Sicherlich gibt es kritische Stimmen in Bezug auf den Besuch solcher Gedenkstätten, wie z.B. der finanzielle Aufwand, der Unterrichtsausfall, die Frage, ob die Schülerinnen und Schüler überhaupt die Reife besäßen sich mit solchen Themen auseinanderzusetzen, etc. Zudem wird immer wieder kontrovers diskutiert, ob Aufklärungsarbeit über den Nationalsozialismus in den Dienst der Prävention von neuen Radikalismen gestellt werden kann. Dennoch: bei allen Argumenten, die hier aufgezählt werden könnten, sind meine KollegInnen und ich der Ansicht, dass bei den meisten Jugendlichen etwas zurückbleibt, über das sie sich austauschen wollen oder sie behalten etwas Eindrückliches in Erinnerung. Dies zeigte sich doch immer wieder in der Diskussionsbereitschaft der Teilnehmer und den nachdenklichen (wenn auch manchmal müden 😊) Gesichtern.

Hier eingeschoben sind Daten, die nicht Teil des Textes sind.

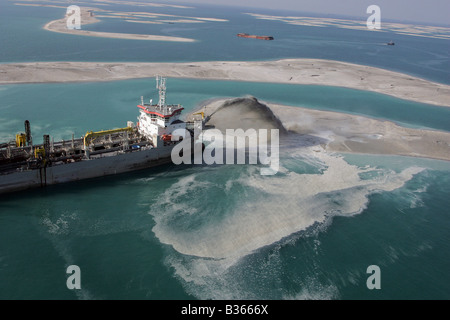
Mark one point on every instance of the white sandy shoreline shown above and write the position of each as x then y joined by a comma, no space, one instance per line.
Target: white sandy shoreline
289,71
60,26
345,133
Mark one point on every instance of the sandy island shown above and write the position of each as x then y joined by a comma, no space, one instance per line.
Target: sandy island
60,26
291,71
345,133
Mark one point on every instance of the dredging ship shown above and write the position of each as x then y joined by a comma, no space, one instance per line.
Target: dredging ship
145,144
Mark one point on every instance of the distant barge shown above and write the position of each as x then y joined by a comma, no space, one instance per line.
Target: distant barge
246,35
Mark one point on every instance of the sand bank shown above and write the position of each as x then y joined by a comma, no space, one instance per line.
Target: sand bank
344,133
292,71
60,26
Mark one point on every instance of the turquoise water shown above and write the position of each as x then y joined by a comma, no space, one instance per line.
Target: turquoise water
219,232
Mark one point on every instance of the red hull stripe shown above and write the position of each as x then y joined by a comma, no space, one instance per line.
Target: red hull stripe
159,114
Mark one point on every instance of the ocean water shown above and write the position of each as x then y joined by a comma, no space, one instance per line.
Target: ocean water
224,232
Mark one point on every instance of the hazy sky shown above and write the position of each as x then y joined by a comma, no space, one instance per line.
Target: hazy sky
431,11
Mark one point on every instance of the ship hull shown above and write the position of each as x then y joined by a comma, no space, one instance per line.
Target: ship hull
85,169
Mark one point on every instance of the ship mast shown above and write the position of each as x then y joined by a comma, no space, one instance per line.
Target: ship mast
161,86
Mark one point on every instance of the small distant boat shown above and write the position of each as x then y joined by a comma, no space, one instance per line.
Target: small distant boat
246,35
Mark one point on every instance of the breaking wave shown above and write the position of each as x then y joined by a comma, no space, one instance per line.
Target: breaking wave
216,219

Nachmittags durften die Schüler die mittelalterlich geprägte Innenstadt Nürnbergs nochmals auf eigene Faust erkunden, bevor es am frühen Abend zurück nach Sonthofen ging. Kleiner Wehrmutstropfen: Leider mussten wir aufgrund von Stau den Besuch des Memoriums zu den Nürnberger Prozessen mit der zweiten Gruppe absagen.

An dieser Stelle gilt mein Dank meinen Kolleginnen Anna Hefele, Magdalena Röttig, sowie meinem Kollegen Thomas Lindlbauer (für die Bewältigung der aufwendigen Planung), den Schülerinnen und Schülern (für die Bewältigung des anstrengenden Programms) und den Eltern und Erziehungsberechtigten, die durch die Bereitstellung der finanziellen Mittel ihren Kindern die Fahrt ermöglichten.